Marathon Training: Workouts Week 8

Week eight of Philly Marathon training was pretty uneventful, which is just the way I like it. Being as I have a full twenty weeks to prep for this race, the long run build up is very gradual. In fact it’s a bit boring.

Screen Shot 2016-08-29 at 5.50.58 PM

Consistency over time with gradual increases in both mileage and intensity is the key to long term running success. My weekly mileage has always been on the lower end and will continue to be during this training cycle. I’ve been running for a pretty long time and rather than run myself into the ground by running a ton of mileage in order to reach a goal, I try to run just enough mileage. This might mean sacrificing a goal or not fully living up to my potential, but if it means I can run for another thirty years, it’s worth it to me.

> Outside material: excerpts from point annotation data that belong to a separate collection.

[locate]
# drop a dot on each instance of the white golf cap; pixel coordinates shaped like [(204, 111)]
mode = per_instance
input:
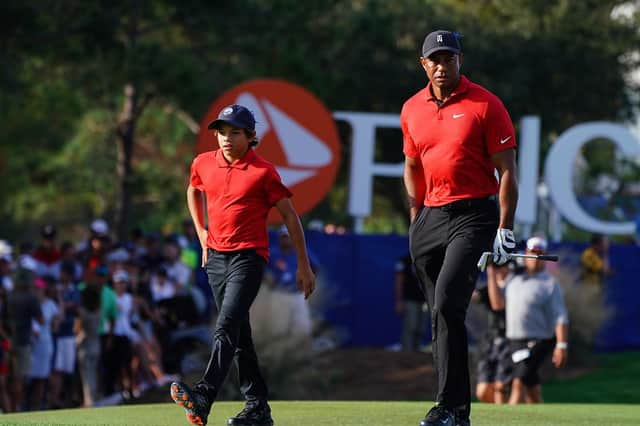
[(537, 244)]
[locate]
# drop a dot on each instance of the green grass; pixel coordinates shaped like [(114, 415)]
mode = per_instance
[(615, 380), (344, 413)]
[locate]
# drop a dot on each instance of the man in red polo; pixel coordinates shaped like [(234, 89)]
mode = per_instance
[(456, 134), (240, 188)]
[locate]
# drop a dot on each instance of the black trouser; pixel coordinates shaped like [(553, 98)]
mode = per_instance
[(235, 279), (446, 243)]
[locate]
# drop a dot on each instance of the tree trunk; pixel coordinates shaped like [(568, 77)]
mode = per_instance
[(124, 171)]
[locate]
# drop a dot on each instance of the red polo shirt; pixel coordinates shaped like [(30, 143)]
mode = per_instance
[(239, 197), (455, 141)]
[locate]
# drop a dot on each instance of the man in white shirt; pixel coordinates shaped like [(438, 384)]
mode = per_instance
[(537, 323)]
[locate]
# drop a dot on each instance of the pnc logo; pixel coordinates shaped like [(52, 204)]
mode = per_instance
[(296, 133)]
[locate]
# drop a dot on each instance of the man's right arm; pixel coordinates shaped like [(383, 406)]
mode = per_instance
[(414, 184), (194, 201)]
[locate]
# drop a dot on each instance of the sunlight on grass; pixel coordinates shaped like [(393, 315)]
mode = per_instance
[(344, 413)]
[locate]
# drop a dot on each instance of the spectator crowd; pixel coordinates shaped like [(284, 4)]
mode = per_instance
[(81, 322)]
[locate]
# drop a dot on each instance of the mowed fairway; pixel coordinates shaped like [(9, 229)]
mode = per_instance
[(347, 413)]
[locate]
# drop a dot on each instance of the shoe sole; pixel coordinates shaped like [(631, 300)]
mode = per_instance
[(232, 422), (182, 397)]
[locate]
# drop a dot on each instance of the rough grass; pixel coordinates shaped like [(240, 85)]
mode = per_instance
[(344, 413), (614, 380)]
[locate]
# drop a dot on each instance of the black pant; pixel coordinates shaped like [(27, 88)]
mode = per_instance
[(446, 243), (235, 279)]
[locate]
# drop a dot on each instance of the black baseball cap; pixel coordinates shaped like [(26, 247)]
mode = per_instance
[(235, 115), (441, 40)]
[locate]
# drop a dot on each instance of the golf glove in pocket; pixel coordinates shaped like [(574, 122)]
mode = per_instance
[(504, 243)]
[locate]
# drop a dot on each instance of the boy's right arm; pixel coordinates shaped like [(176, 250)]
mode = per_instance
[(193, 202)]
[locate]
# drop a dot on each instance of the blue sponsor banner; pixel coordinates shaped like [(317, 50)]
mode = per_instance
[(359, 273)]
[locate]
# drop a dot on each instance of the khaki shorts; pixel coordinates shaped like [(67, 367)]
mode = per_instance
[(21, 360)]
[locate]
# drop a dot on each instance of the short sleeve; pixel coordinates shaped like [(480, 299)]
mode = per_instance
[(498, 129), (409, 147), (274, 187), (195, 179)]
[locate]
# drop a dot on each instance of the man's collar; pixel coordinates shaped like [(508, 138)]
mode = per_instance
[(241, 163)]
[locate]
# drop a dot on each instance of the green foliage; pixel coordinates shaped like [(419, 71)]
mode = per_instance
[(64, 68)]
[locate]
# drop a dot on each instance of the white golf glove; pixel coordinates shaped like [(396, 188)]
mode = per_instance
[(503, 244)]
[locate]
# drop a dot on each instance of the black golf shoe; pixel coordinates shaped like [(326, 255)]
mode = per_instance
[(439, 416), (196, 404), (254, 413)]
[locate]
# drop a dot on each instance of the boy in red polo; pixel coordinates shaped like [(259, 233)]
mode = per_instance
[(240, 188)]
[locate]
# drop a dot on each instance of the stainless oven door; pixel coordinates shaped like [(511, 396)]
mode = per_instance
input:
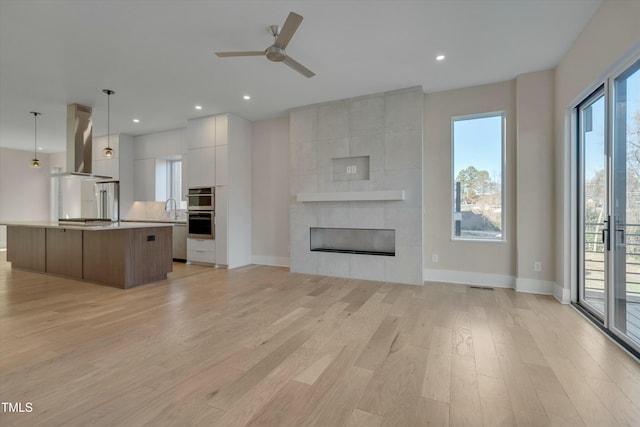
[(201, 199), (201, 225)]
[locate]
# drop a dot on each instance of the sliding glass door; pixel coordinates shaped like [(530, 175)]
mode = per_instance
[(594, 202), (625, 213), (609, 204)]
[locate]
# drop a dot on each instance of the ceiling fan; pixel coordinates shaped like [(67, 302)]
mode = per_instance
[(276, 52)]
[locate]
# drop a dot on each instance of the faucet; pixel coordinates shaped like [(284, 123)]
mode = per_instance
[(175, 207)]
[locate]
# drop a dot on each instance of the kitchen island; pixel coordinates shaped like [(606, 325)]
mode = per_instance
[(120, 254)]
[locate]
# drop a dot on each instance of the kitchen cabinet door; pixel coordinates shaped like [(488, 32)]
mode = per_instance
[(180, 241), (222, 129), (144, 180), (201, 132), (222, 165), (64, 252), (222, 232), (202, 167), (108, 167), (26, 248)]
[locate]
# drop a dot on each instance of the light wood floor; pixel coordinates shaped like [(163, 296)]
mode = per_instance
[(260, 346)]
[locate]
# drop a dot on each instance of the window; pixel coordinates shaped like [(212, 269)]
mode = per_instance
[(478, 170), (174, 179)]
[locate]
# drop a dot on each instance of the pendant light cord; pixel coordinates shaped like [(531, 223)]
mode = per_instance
[(109, 92), (35, 133)]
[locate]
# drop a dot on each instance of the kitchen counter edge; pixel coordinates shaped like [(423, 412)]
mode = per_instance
[(87, 227)]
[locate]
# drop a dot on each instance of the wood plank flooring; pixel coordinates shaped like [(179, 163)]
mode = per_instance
[(260, 346)]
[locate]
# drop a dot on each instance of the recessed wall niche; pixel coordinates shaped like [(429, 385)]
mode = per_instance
[(381, 132), (350, 169)]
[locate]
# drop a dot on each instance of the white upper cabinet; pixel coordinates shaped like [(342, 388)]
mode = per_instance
[(222, 172), (222, 129), (201, 167), (144, 180), (201, 132)]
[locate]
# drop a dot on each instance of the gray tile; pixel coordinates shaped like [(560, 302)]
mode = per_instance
[(362, 216), (375, 182), (303, 184), (367, 267), (333, 120), (408, 225), (326, 184), (333, 215), (302, 217), (403, 110), (409, 180), (403, 150), (303, 124), (302, 259), (333, 264), (366, 114), (405, 267), (303, 158), (329, 149)]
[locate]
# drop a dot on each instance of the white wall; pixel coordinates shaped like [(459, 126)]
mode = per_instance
[(612, 32), (24, 191), (270, 192), (535, 184)]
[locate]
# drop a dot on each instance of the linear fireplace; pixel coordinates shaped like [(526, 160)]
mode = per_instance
[(362, 241)]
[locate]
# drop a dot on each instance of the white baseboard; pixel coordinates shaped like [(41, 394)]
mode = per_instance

Here’s what last week looked like:

Monday: Soul Cycle + Strength

Instead of adding in an additional day of running, I added in one day of spin. This will allow me to get in a easy steady-state cardiovascular workout without running. The goal is to improve my overall fitness by doing 45-60 minutes at a low heart rate.

I intentionally skipped barre class this week in favor of doing a strength workout at home. I did these glute exercises as part of the workout and this core workout.

Tuesday: Speed Session 4×800  total = 7.2 Miles

This was my first week of real speed work this training cycle. Even though I had set up the interval function on my watch for the intervals, I almost talked myself out of doing them during my warm-up.

I ran 2.7 miles as a warm-up then did 4×800 meters at what feels like 5k pace with 400 meters of recovery between each interval and cooled down with 1.5 miles.

The 800s went pretty well considering I haven’t done this type of workout in awhile. They were slower than my 5k pace was at this time last year, but they were significantly faster than my tempo pace. Not a great workout, but not bad either.

Wednesday: Easy Run 4.4 miles + Physical Therapy

This was suppose to be 5 miles plus strides, but I simply didn’t have enough time to do everything. I did push the pace a bit on the miles as an effort to fit in more miles. Not the best strategy, but oh well!

I’m going to PT right now for a little prehab. My right side does too much of the work while my left side is lazy AF. More on this later.

Thursday: Rest

Normatec Recovery Sleeves

Friday: Long Run – 15 miles + 60 minutes in the Normatec 

I have to be honest, the humidity is getting old! I have had sweat dripping off my finger tips and socks squishing in my shoes for every single one of my long runs. I love summer, really I do… but I’m done with this humidity.

Pre-run fuel right now is half a bagel with butter and 1 cup of coffee (why is it so hard to stop after 1 cup?). Five miles into the run both my running partner and I were struggling with everything so we made a pitstop and split a gatorade. I fueled again around mile ten with a salted chocolate gu.

This run was rather blah. We stopped more than we probably should have, but the humidity was eating us alive and I had a headache that had started back on Tuesday. Who wants to run fast with a headache? Not me.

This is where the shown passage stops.